Another online protester added: ‘Thin blue flag shown at Fletcher High School game, a lot of students aren’t happy.’
School administrators decided to ban the running of the flag.
The flag had been ran out onto the field in honor of a student’s father, Cpl. Andy Lavender, a former Jacksonville Beach police officer who died unexpectedly in August 2019
The flag had been ran out onto the field in honor of a student’s father, a former police officer who died unexpectedly in August 2019. The 29-year veteran was not on-duty at the time.
‘It is all about my son’s love for his dad and his memory,’ said Lorie Lavender, mother to the student, a junior named Caelan.
Caelan is an offensive lineman on the team. His father, Cpl. Andy Lavender, was a Jacksonville Beach police officer.
‘He was one of a kind,’ Lorie Lavender said. ‘And he is very much missed and loved.’
Lavender claimed that the flag had no political or racist message in their eyes.
Fletcher High School Principal Dean Ledford issued a statement explaining that the decision was made because the tribute could be misconstrued by those outside of the school’s community.

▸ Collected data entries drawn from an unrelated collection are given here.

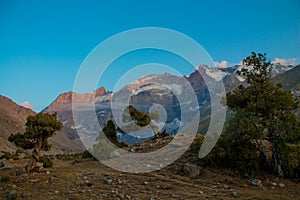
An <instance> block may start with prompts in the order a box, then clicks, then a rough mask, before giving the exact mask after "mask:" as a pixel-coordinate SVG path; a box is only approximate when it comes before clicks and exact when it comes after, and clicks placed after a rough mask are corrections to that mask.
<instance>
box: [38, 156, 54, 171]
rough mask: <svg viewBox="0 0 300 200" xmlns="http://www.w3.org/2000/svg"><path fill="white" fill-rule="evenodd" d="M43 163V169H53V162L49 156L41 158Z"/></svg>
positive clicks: (40, 159)
mask: <svg viewBox="0 0 300 200" xmlns="http://www.w3.org/2000/svg"><path fill="white" fill-rule="evenodd" d="M39 161H40V162H41V163H43V167H44V168H50V167H53V162H52V160H51V158H50V157H49V156H45V155H44V156H40V160H39Z"/></svg>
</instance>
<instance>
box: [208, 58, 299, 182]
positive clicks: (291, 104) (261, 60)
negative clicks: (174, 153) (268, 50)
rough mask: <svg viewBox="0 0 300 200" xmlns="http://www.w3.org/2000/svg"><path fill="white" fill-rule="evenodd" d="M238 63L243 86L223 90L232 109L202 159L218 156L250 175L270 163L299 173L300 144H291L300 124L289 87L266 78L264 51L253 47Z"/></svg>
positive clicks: (287, 169) (276, 170)
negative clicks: (245, 81) (246, 56)
mask: <svg viewBox="0 0 300 200" xmlns="http://www.w3.org/2000/svg"><path fill="white" fill-rule="evenodd" d="M243 64H244V65H245V66H246V68H243V69H242V70H241V71H238V74H239V75H242V76H245V77H246V80H247V83H248V86H247V87H244V86H239V87H238V88H237V89H236V90H234V91H233V92H230V93H228V94H227V105H228V107H229V108H230V109H232V110H233V111H234V115H233V117H232V118H231V119H230V120H229V122H228V124H227V128H226V130H225V133H224V134H223V135H222V137H221V138H220V139H219V141H218V143H217V145H216V146H215V148H214V149H213V150H212V152H211V153H210V154H209V155H208V156H207V158H205V159H204V160H203V161H204V162H205V161H206V162H207V163H210V164H216V162H217V164H219V161H221V163H220V164H222V165H228V166H230V167H232V168H236V169H239V170H240V171H241V172H242V173H244V174H246V173H247V174H250V175H255V174H256V173H257V172H258V171H259V170H262V169H270V170H271V171H273V172H274V173H275V174H276V175H278V176H284V177H295V176H299V152H298V150H299V149H298V148H293V147H295V145H296V144H299V134H300V124H299V121H298V117H297V116H296V115H295V114H294V110H295V109H296V108H298V106H299V102H298V101H297V100H295V99H294V98H293V95H292V93H291V92H290V91H283V90H282V87H281V84H277V85H273V84H272V83H271V81H270V80H271V69H272V64H271V63H270V62H269V61H267V58H266V55H265V54H256V53H252V54H251V56H249V57H247V58H246V59H244V60H243ZM263 141H265V142H264V143H263ZM268 144H269V145H268ZM293 144H295V145H293ZM296 146H297V145H296ZM268 148H270V149H271V157H269V156H270V155H267V154H268V153H267V152H266V151H267V150H266V149H268Z"/></svg>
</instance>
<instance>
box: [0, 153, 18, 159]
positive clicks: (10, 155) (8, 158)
mask: <svg viewBox="0 0 300 200" xmlns="http://www.w3.org/2000/svg"><path fill="white" fill-rule="evenodd" d="M0 159H6V160H10V159H13V160H18V159H19V156H18V154H17V153H9V152H4V154H3V155H2V156H1V157H0Z"/></svg>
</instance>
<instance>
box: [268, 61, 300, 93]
mask: <svg viewBox="0 0 300 200" xmlns="http://www.w3.org/2000/svg"><path fill="white" fill-rule="evenodd" d="M273 81H274V83H282V85H283V89H284V90H294V89H300V65H298V66H296V67H294V68H293V69H291V70H289V71H287V72H285V73H283V74H280V75H279V76H276V77H275V78H274V79H273Z"/></svg>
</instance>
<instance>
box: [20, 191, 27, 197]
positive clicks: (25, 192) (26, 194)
mask: <svg viewBox="0 0 300 200" xmlns="http://www.w3.org/2000/svg"><path fill="white" fill-rule="evenodd" d="M28 196H29V193H28V192H22V194H21V197H23V198H25V197H28Z"/></svg>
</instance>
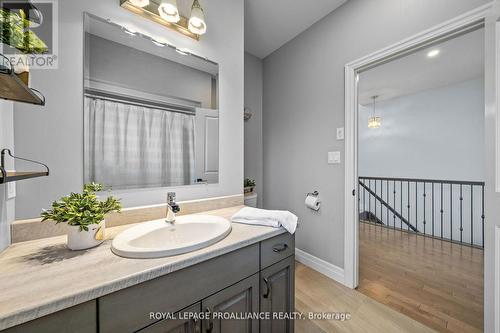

‘It will always be my goal to ensure all students at Fletcher High School have the best possible educational experience to gain every opportunity for success beyond our school. A cohesive school culture in which students learn to shape and express their personal views is essential toward the accomplishment of that goal.
Administrators at the school decided to ban the flag from future events
‘Since last year, a young man on our football team has been allowed to memorialize his father by carrying a flag onto the field with the team during the opening ceremonies of each game. The flag, which is known as the Thin Blue Line flag, has different meaning for different people, and rather than representing the young man’s personal feelings, it was being interpreted as a political statement of the team and of the school.
‘In consultation with the coaches, I determined that the act of using this flag in this personal way, while in the context of the football game opening ceremony, could easily be construed as representing a political position of our school and not just the personal feelings of the student and his teammates. Therefore, I have determined that it is no longer appropriate to continue. I am in conversation with the student and his teammates about ways they can appropriately express their personal views.
‘As the principal of Fletcher, I greatly appreciate our School Police, Jacksonville Beach Police, Atlantic Beach Police, Neptune Beach Police and the Jacksonville Sheriff’s Office for their work in protecting our school and our community. As a public school, we must take great care in maintaining an objective position on various political issues.
‘Our action in guiding the student and his teammates to an appropriate way of expressing their personal views should only be interpreted as an action to maintain the school’s role as a venue for constructive dialogue, and not a proponent of any particular point of view.’